Fatherhood has both inspired and encouraged this dad’s very practical, very strategic fitness routine
It was around Elgin Street when I gleefully realized my knees weren’t going to buckle after all.I had trudged three long downtown blocks on the snowy sidewalks of Winterlude with my four-year-old son sitting on my shoulders. At the end of the first block, as drool from a taffy in Miles’ mouth collected on the arm of my parka, I accepted that it would be a painful five additional blocks to our destination.
But lo and behold, here I was feeling great. I felt mighty, like only a father in his mid-40s shoulder-carrying a sugar-infused kindergartener through two inches of slush can feel.
A test of endurance like this often weighs heavy on my mind as a somewhat older father. Can I keep up? What will it be like in 10 years?
Like almost everything in life, fatherhood informs how I approach exercise. It has become the dominant motivator.
I laugh at all those videos on social media of dads in the gym preparing for the punishing days ahead at a Disney theme park. They blast themselves with blow dryers while walking on a treadmill carrying a couple of kids. They run with heavy bags bouncing off their arms. They squat with a kid propped on their shoulders like a barbell.

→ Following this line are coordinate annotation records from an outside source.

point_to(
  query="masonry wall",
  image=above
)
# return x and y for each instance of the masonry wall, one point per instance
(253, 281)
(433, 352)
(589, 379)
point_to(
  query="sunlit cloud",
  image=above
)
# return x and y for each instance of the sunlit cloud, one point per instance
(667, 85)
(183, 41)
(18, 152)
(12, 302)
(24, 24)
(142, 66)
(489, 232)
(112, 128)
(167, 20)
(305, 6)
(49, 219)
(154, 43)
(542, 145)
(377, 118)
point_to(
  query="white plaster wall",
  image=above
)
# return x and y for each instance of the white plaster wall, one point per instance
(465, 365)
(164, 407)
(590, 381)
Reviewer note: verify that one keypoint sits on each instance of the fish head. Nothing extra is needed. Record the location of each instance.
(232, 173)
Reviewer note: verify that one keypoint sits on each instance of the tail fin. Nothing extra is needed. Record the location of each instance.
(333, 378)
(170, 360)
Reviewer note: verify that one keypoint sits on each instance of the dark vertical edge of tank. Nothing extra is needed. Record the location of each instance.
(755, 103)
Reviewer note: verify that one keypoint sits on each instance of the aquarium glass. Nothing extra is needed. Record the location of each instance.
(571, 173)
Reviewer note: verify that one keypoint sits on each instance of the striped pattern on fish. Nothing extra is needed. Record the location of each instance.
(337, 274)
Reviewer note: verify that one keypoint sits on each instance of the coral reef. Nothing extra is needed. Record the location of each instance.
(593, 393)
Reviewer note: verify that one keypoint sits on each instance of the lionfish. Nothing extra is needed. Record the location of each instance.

There’s plenty of advice on the internet about what kind of exercises fathers should be doing simply to keep up with the daily demands of parenthood, but lately I’ve been concentrating on keeping my heart, legs and back strong.
Don’t take this as a strategy informed by a professional fitness guru. It just feels like those three areas are more at risk to give out the older we get.
With that in mind, I run at least once a week to increase (more like, maintain) a decent level of endurance.
When it comes to my back, I figure that’s one part of the body that could seize up quickly without notice, even if it’s while getting out of bed (hello, age). I just want to stay limber to avoid dumb injuries. So, I concentrate on some back exercises as part of my weekly workout.
As it turns out, I really didn’t have to try hard to build endurance in my legs since the first four years of my child’s life (especially in that exhausting two- and three-year-old window) I was regularly running after him, or I was pushing him in a stroller or trike.
But now I’m thinking specifically about my knees and keeping those joints loose. I think I’ll need them for at least the next seven years of intense father activities. I was reminded several times over the winter, as the snow never seemed to stop falling, how handy it was having two working knees while pulling Miles on a plastic sled across a salted sidewalk.
For me, exercise is finding those functional fitness routines that prepare me for parenting action, whether it’s racing my boy across a soccer field or carrying him on my shoulders for eight slippery blocks in the dead of winter.
I haven’t found the perfect exercise for pulling my unawakened body off a hardwood floor after playing PJ Masks at 6:30 a.m., but I’m keen on finding it.